険しくとも周りとは違う道を進む。そんな若きリーダーたちの挑戦心は、どんな原体験に支えられているのか。今回は、民間企業の社員に対し、新興国で社会課題の解決に取り組む体験プログラム「留職」を提案・提供するNPO法人クロスフィールズの代表理事、小沼大地さん。20代で創業するまでに歩んできた道は独自性に富んだものでした。(聞き手/ダイヤモンド編集部論説委員・深澤 献)
小1の国語授業で覚えた
自分なりの目立ち方
――どんな家庭で育ちましたか。
父はサラリーマンで母は専業主婦、二つ下に妹がいる一般的な家庭です。生まれたのは埼玉の小手指ですが、父が仕事で横浜市南部に通っていたこともあり、小学4年生で横浜に引っ越しました。
――埼玉時代で印象に残っていることはありますか。
小学校1年生の国語の授業です。ある動物が、寒そうにしている別の動物に服を貸してあげたという物語を読んで、貸してあげた側は迷惑に感じていると思うか、文中から読み解くという質問が投げ掛けられました。

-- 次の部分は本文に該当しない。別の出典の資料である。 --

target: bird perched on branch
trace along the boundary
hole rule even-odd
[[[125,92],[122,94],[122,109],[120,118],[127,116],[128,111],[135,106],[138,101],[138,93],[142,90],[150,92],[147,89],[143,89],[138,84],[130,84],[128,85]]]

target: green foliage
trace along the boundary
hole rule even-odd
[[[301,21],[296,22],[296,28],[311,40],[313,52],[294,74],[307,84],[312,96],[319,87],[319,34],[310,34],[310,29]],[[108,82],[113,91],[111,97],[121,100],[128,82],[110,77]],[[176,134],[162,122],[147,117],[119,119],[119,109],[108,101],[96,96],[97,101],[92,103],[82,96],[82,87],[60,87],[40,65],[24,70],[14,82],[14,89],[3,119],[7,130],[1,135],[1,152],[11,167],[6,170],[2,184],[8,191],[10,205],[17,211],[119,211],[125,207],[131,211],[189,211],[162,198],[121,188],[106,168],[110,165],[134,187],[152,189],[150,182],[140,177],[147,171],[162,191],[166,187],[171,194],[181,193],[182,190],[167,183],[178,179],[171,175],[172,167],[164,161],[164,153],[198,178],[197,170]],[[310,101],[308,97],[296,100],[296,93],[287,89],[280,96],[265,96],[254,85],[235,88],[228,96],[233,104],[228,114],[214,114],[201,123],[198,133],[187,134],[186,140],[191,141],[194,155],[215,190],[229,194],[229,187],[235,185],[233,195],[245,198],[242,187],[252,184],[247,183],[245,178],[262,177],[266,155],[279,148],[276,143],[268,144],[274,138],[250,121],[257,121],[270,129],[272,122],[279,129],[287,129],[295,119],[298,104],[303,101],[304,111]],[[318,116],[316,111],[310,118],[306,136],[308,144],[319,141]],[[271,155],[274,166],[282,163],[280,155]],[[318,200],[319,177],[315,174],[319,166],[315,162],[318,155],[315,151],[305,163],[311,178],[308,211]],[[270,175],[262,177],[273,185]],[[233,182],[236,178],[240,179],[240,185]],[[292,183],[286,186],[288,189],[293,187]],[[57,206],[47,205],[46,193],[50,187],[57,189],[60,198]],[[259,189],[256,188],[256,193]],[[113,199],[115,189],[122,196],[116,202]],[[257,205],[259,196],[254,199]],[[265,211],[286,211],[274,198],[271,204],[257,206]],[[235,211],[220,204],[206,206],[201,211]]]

僕は、相手を助けられてうれしいと感じているから「迷惑ではない」派で、みんなの意見も最初は半々くらいだったのが、議論していくうちにだんだんと「迷惑」に偏って、「迷惑ではない」派が僕一人になっちゃったんです。
僕は孤立して涙を流す寸前だったところ、先生が「小沼君に拍手!」と救ってくれました。
たぶん、模範解答は「迷惑」だったのだと思うのですが、粘る僕を先生が面白がってくれたことで、人と違っていること、思っていることを率直に言うという目立ち方、認められ方を覚えました。